Voice Interaction Integration

Section Goal: Integrate speech recognition (STT) and text-to-speech (TTS) capabilities into the Agent, and understand real-time voice processing architecture and multilingual support strategies.

Voice Interaction Architecture

Voice Interaction Architecture Overview

The core challenge of voice Agents is latency. Users expect voice interaction to feel "as natural as talking to a person," meaning the delay from finishing speaking to hearing a reply cannot exceed 1–2 seconds. The entire pipeline involves three latency sources:

Stage	Typical Latency	Optimization Direction
Speech Recognition (STT)	0.5–2s	Streaming recognition, endpoint detection
Agent Reasoning	1–5s	Streaming output, caching
Text-to-Speech (TTS)	0.3–1s	Streaming synthesis, pre-generation
End-to-End Total Latency	2–8s	Full-pipeline streaming

Two Architecture Patterns

Pattern 1: Sequential Processing (STT → LLM → TTS)
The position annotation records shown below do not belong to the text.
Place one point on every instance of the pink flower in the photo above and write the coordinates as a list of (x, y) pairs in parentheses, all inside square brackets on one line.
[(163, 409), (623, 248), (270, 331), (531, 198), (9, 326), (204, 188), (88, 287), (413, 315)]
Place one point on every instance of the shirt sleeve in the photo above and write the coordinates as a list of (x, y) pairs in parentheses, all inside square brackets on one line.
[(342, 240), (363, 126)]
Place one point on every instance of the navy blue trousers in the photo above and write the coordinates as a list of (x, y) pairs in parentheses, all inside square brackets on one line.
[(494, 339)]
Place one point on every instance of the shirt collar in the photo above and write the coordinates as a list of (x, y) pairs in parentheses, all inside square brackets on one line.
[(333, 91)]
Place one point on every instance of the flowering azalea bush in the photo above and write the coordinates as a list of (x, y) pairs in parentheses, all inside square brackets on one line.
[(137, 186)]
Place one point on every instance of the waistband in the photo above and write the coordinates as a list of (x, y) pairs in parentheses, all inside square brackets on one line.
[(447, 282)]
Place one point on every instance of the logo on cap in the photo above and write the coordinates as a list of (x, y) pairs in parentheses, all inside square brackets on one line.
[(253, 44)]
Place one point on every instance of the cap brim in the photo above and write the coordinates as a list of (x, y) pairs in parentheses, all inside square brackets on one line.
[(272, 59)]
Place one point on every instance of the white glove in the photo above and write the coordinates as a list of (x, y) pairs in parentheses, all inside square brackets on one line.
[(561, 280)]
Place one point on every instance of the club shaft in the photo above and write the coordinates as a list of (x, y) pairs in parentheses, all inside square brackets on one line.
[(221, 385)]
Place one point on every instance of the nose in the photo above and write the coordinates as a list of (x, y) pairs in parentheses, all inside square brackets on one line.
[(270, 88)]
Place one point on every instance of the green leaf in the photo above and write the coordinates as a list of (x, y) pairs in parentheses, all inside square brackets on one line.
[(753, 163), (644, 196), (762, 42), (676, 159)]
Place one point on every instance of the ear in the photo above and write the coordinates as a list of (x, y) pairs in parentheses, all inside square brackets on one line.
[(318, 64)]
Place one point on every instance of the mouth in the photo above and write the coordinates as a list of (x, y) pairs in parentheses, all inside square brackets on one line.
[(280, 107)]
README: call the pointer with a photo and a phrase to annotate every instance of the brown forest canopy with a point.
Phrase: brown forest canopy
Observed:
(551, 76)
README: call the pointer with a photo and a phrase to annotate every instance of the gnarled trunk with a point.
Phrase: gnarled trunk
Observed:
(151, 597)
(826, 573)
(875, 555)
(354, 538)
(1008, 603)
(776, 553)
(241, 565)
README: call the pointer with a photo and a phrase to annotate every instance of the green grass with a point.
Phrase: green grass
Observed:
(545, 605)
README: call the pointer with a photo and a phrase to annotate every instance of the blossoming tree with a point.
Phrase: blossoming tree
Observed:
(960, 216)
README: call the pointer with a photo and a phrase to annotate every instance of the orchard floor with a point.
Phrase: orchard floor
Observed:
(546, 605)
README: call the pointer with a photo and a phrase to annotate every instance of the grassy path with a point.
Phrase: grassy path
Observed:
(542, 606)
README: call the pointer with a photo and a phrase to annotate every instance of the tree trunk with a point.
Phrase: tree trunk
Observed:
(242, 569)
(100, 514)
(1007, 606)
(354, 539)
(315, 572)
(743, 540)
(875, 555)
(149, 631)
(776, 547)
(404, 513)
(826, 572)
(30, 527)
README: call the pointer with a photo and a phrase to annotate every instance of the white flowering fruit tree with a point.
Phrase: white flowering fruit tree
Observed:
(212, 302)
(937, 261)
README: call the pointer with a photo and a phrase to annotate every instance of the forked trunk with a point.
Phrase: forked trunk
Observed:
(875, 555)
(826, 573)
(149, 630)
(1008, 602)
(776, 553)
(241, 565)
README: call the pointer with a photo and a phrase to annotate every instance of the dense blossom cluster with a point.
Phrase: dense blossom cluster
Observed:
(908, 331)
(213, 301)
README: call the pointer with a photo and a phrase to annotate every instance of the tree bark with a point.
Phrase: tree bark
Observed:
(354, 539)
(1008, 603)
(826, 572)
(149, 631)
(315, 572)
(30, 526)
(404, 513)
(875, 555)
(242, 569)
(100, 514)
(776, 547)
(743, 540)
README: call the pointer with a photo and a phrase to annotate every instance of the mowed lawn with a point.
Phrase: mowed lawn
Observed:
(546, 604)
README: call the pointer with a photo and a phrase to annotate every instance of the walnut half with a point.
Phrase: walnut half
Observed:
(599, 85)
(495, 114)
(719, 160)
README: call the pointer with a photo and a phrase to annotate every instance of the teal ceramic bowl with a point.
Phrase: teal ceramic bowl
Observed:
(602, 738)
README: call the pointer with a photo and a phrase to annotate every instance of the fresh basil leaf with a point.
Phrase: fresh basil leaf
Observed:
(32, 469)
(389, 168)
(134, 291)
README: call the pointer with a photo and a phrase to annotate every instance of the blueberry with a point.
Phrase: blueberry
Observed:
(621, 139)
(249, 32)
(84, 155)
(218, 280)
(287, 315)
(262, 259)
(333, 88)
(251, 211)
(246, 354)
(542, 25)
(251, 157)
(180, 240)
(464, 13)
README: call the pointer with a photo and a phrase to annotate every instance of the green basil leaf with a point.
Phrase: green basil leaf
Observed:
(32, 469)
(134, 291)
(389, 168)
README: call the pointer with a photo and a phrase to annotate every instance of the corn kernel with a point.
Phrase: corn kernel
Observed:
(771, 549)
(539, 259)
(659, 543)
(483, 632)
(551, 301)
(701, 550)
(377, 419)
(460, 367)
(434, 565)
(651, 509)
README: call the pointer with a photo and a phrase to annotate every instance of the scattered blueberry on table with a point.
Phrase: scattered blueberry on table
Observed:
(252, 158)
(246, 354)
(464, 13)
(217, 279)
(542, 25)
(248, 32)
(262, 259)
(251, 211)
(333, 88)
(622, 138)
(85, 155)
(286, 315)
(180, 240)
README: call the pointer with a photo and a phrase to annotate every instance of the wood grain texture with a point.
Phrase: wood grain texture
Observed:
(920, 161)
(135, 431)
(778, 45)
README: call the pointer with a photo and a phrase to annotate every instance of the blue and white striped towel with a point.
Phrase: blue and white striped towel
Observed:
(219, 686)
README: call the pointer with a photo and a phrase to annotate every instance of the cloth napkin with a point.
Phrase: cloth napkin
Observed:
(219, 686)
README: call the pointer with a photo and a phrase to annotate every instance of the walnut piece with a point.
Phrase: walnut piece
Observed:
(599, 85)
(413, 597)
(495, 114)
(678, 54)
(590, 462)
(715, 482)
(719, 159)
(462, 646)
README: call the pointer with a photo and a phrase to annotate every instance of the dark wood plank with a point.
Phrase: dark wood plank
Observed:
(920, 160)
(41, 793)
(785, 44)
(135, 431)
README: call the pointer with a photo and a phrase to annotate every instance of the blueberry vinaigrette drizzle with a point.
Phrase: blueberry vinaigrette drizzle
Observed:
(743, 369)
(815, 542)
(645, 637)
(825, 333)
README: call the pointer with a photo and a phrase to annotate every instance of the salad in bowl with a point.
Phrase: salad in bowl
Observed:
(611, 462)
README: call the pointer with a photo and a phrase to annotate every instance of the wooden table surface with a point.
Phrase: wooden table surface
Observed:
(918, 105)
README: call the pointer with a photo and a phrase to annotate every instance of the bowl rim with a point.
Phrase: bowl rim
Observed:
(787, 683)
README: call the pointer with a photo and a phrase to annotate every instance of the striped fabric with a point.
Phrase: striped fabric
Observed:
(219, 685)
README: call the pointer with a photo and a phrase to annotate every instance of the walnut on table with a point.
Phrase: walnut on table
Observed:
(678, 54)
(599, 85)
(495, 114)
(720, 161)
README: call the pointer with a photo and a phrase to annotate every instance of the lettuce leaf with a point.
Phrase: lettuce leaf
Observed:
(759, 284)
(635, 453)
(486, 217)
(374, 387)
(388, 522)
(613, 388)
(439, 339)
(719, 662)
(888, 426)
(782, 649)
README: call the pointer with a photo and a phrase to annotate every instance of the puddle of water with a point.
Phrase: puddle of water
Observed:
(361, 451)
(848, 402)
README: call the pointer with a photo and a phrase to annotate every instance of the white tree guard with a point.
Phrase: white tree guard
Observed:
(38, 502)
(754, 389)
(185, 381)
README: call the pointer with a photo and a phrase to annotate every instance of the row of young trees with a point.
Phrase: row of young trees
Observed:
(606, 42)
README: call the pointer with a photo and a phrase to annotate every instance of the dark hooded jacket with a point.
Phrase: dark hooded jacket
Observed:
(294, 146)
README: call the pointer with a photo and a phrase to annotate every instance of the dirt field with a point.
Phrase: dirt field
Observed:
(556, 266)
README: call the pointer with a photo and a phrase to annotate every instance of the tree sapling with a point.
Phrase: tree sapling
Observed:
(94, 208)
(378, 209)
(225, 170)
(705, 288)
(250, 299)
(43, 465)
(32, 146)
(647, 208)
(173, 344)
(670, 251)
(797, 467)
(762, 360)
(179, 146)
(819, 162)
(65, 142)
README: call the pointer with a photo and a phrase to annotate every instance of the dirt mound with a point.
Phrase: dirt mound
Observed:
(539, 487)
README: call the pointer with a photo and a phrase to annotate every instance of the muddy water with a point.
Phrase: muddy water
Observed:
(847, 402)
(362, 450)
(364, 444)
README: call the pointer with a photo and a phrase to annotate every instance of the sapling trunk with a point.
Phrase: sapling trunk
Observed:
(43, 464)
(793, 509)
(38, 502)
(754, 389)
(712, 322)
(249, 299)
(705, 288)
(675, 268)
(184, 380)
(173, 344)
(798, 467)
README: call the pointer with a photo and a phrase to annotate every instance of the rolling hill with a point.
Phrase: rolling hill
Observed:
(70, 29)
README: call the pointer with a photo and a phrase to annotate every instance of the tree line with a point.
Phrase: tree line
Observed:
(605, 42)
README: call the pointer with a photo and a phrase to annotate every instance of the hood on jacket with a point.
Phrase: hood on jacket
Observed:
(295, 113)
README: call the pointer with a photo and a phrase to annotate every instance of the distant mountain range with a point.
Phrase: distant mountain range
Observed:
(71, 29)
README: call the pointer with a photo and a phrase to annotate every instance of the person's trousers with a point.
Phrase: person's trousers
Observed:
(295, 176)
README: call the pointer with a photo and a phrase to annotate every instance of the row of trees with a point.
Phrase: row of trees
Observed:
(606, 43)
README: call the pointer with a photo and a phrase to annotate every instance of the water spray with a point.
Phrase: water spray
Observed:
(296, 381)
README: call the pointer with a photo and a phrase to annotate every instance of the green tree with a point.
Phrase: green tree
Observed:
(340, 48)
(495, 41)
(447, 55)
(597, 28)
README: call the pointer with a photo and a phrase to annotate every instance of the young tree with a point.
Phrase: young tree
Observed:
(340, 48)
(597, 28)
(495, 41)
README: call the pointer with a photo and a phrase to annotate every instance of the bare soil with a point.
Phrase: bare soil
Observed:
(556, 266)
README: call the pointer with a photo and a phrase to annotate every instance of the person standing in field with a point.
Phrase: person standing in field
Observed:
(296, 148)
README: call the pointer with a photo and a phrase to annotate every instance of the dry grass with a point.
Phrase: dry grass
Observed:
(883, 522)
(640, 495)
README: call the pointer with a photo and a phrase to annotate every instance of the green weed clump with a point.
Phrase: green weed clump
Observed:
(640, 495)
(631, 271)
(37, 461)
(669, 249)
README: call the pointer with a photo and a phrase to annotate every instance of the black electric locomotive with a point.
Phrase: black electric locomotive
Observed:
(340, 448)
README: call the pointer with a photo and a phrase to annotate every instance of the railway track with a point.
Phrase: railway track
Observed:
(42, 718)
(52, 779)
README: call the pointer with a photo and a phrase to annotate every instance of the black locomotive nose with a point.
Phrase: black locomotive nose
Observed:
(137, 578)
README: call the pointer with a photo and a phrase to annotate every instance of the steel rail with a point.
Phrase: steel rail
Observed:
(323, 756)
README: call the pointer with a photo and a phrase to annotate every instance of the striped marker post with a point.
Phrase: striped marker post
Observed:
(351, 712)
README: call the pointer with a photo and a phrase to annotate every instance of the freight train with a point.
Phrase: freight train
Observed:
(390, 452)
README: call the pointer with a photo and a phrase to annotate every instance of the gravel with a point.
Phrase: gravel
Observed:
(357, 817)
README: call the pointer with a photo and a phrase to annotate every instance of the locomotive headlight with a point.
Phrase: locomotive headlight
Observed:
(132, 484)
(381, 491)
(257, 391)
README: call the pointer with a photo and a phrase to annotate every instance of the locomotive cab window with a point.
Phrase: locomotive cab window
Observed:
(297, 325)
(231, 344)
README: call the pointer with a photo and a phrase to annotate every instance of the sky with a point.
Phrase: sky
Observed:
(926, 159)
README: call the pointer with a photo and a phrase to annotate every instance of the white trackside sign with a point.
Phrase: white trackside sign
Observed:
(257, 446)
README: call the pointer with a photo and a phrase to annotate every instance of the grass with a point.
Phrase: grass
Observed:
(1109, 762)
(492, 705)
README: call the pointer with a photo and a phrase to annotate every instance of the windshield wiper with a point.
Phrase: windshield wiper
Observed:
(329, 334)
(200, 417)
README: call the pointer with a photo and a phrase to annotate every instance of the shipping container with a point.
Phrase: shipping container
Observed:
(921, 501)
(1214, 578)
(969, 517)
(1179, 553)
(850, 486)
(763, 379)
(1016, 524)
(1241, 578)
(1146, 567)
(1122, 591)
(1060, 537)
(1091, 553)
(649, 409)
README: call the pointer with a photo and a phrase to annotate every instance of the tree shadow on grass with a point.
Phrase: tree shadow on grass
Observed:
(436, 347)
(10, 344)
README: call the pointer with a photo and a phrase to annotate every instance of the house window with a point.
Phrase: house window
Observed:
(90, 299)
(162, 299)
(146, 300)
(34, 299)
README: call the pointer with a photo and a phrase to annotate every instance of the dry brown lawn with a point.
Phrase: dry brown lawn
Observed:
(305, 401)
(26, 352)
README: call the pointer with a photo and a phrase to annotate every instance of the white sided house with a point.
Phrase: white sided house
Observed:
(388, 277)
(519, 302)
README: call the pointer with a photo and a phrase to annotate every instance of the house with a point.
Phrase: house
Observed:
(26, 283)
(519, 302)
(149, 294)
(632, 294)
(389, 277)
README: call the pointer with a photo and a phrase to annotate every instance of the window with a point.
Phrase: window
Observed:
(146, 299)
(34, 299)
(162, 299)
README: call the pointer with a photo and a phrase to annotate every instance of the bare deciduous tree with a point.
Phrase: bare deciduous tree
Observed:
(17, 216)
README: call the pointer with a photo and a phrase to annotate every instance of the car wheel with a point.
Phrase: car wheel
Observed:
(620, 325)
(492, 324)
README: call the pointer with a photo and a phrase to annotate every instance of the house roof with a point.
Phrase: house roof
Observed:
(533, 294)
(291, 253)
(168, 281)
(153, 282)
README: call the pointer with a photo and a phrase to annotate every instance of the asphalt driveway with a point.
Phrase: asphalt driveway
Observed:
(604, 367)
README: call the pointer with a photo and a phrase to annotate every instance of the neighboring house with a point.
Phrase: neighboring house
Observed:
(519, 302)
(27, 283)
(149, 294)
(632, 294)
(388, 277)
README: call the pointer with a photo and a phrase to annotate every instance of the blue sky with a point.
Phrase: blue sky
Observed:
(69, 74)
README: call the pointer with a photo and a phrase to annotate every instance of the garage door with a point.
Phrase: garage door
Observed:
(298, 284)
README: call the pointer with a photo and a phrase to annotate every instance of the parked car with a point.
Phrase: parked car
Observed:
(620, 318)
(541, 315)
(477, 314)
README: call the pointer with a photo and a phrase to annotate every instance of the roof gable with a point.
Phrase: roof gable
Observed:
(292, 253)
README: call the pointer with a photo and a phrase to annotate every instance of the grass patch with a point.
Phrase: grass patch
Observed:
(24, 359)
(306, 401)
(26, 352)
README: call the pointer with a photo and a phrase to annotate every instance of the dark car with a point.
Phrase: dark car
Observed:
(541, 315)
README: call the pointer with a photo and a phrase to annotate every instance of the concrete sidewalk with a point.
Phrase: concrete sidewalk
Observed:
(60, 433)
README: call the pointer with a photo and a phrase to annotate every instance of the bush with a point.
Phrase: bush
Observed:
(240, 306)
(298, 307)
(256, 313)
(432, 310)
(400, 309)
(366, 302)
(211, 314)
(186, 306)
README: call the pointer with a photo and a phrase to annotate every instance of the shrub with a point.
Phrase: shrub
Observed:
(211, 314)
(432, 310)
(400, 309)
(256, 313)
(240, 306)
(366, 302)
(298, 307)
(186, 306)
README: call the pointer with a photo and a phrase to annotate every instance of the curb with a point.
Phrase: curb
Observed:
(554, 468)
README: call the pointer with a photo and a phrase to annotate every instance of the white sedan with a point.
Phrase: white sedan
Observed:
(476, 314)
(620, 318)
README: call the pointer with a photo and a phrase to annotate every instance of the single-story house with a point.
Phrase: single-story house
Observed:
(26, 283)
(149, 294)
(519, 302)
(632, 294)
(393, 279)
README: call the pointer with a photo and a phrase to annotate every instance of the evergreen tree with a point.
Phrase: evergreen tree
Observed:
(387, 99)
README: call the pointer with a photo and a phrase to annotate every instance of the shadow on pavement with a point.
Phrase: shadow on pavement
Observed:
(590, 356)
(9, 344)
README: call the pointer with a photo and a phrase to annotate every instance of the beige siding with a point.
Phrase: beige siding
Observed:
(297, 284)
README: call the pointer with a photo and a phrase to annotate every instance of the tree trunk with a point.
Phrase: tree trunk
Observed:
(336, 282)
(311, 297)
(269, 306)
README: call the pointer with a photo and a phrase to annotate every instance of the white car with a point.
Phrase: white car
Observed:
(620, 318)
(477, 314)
After audio recording is complete, perform speech recognition, LLM reasoning, and speech synthesis in sequence. Simple to implement, higher latency (3–8 seconds), suitable for scenarios with low real-time requirements. The first half of this section uses this pattern.

Pattern 2: Full-Pipeline Streaming

Speech recognition transcribes while listening, LLM outputs while thinking, TTS synthesizes while playing — three stages execute in parallel pipeline. Latency can be reduced to 1–2 seconds, but implementation complexity is high. OpenAI's Realtime API uses this pattern.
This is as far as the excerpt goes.